Application Design (was Re: Testing the waters.)

Adam Alpern alpern@ns2.brightware.com
Fri, 9 May 1997 11:06:54 -0700


Chris Bitmead:
;; If you have a POS, you will want to write all your algorithms without
;; thinking about the disk. If you move to a non-POS environment you

I write my algorithms without thinking about the disk anyway, unless I
happen to be writing applications that deal with huge amounts of
data. Then, I try to be careful not to write code that will cause page
thrashing. If some of your objects are in memory and some are on disk,
and you don't care, you're going to thrash the disk.
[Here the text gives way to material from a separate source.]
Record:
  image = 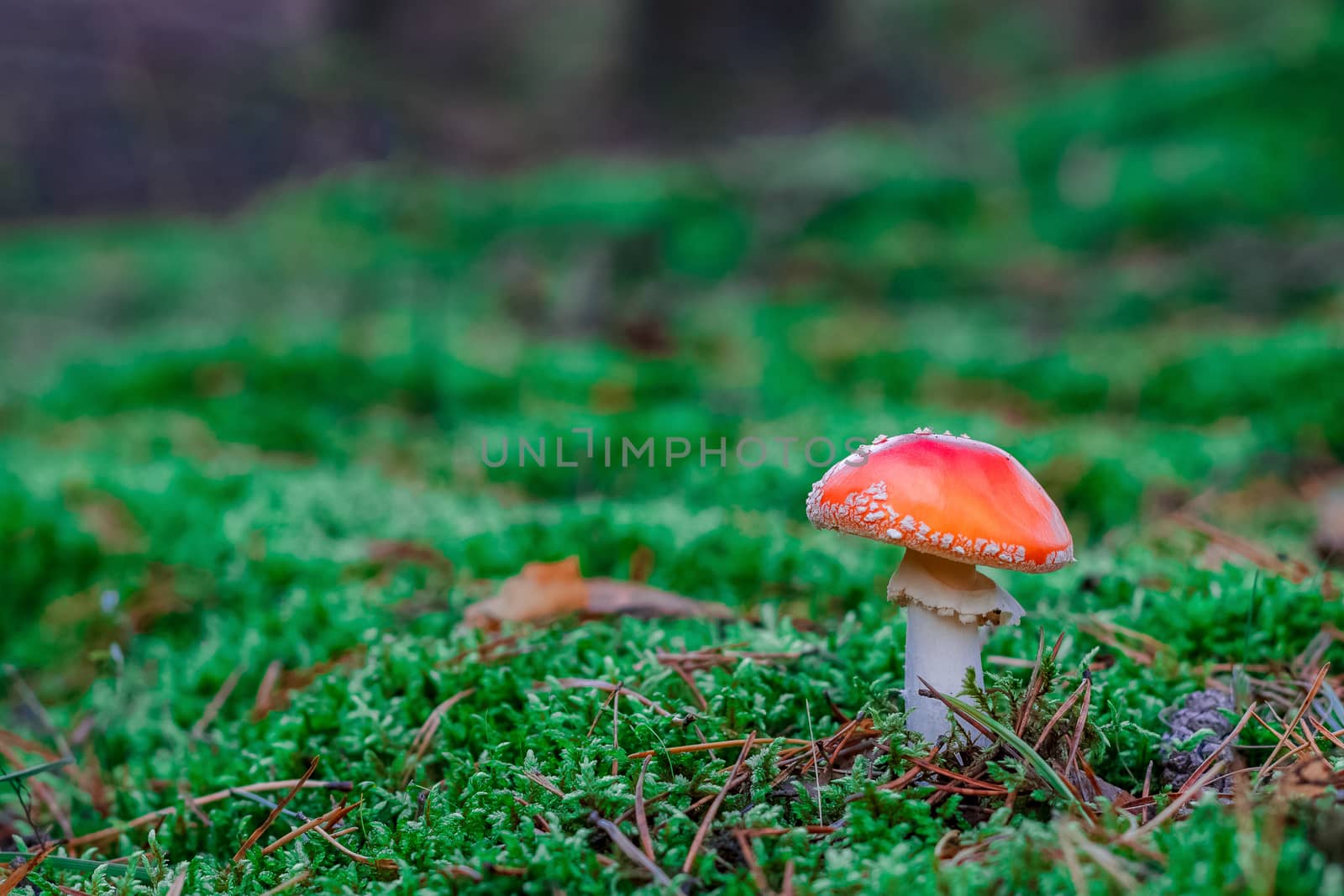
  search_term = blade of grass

;; would have to load all objects into memory up front before setting
;; your algorithms into action. This is of course an appalling waste of
;; memory.

And operating directly on disk-based objects is an appalling waste of
time. 6 of one...

;; Alternatively you can pollute your entire source code with file
;; handling stuff. Very ugly by comparision.

You seem to want to force the world into your view that not having a
POS means the ENTIRE APPLICATION gets written differently. I don't
know how you came to be of this opinion, but if you think that using
regular files means you have to "pollute your entire source code with
file handling stuff", then I don't ever want to use your code.

In my last message I mentioned how I converted an app from using flat
ASCII files for persistence to using a persistent heap. 

NOT ONE LINE OF THE MAIN APPLICATION CHANGED. All I did was redirect a
few high-level methods like #'save-object and #'load-object.